Video transcript

Stephen Sheldon: As any family with kids in school would likely attest, it's been a challenging couple years in the education ecosystem. During the early portions of the pandemic, the whole ecosystem had to shift online immediately, and with varying levels of quality and success. As we emerge from the pandemic and as classrooms return to more normal operations, other challenges have become more prevalent. In higher education I think the biggest challenge has been the consistent downward trend in total enrollments in recent years. There have been growing questions about the ROI of pursuing higher education, especially as tuition rates continue to increase and with more opportunities for learners to pursue non-degree pathways that can lead to high-paying jobs.
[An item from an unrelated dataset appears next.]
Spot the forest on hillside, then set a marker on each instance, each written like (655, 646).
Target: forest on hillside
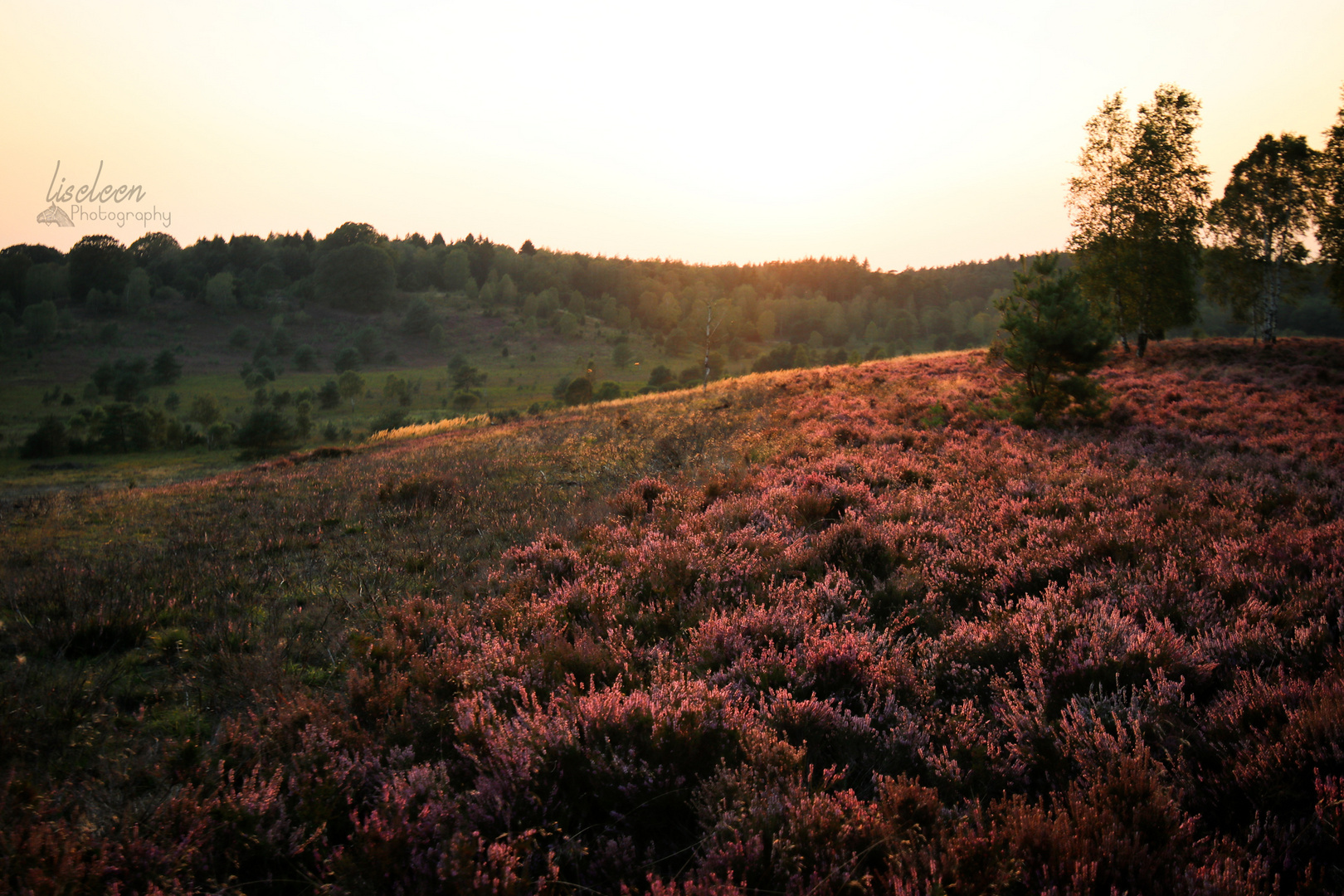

And there typically has been some counter-cyclicality in enrollments where more people pursue higher education as unemployment rises. But unemployment still remains near record lows. I think there will be more focus in the coming years on bringing down the total cost of higher education to support a stronger ROI from a learner's perspective and in our view online and hybrid programs will have a big role to play in that. In the corporate and workforce development landscape, trends have been strong in recent years, supported by more structural adoption of online, scalable learning pathways for employees and prospective employees, and it seems like this may be a more permanent shift away from in-person learning that represented the vast majority of corporate learning spend pre-pandemic. However there are also some growing questions over the near-term about the way corporate learning budgets could fare in a period of macro weakness.

From an investor standpoint, the education sub-sector that I'm most optimistic about over the next few years is K-12. On the funding side, this is usually the most stable portion of the education market as K-12 budgets historically haven't fluctuated much based upon macro trends. Additionally there is a significant amount of stimulus funding, close to $190 billion that is just starting to flow through the ecosystem and should increasingly over the next three to five years. This should reduce funding friction and a good portion of these funds have been earmarked for ed tech investments, for addressing pandemic-related learning loss, and for areas like social and emotional learning. The pandemic has also driven some structural changes that should be beneficial for players operating in this market. As one example we believe that individual device access for laptops and tablets increase from about 50% of students pre-pandemic to almost 90% now.

Additionally learning management systems or LMS usage spiked during the pandemic as classrooms shifted online, but importantly, usage and engagement remained at similar levels, even as classrooms shifted back to in-person instruction. So this seems like a structural change in using more software and technology in the classroom. And there are clear pain points that I think can at least be partially addressed by K-12 software and content providers, with high retention rates once a solution is adopted. For teachers, burnout has been a major issue and industry-wide retention rates have been dropping. More software adoption isn't going to solve the problem on its own by any means but could reduce the administrative burdens faced by teachers, especially with more integrated end-to-end software platforms. And for the students, there has likely never been such a massive disparity from a learning progression standpoint, as some students learned as they normally would during the pandemic and others didn't progress at all. We believe this is what's driving such strong demand for high quality learning management systems and formative assessments within them that can quickly determine which students have learned specific concepts and come up with remediation plans for those that are falling behind. And the hope is that the K-12 ecosystem can provide much more personalized learning pathways for students, whether it's students that are learning at an above-average rate or helping those that have fallen behind to catch back up with their peers.

So I see an attractive setup in the space and especially for the tech and content providers supporting the K-12 ecosystem over the coming years.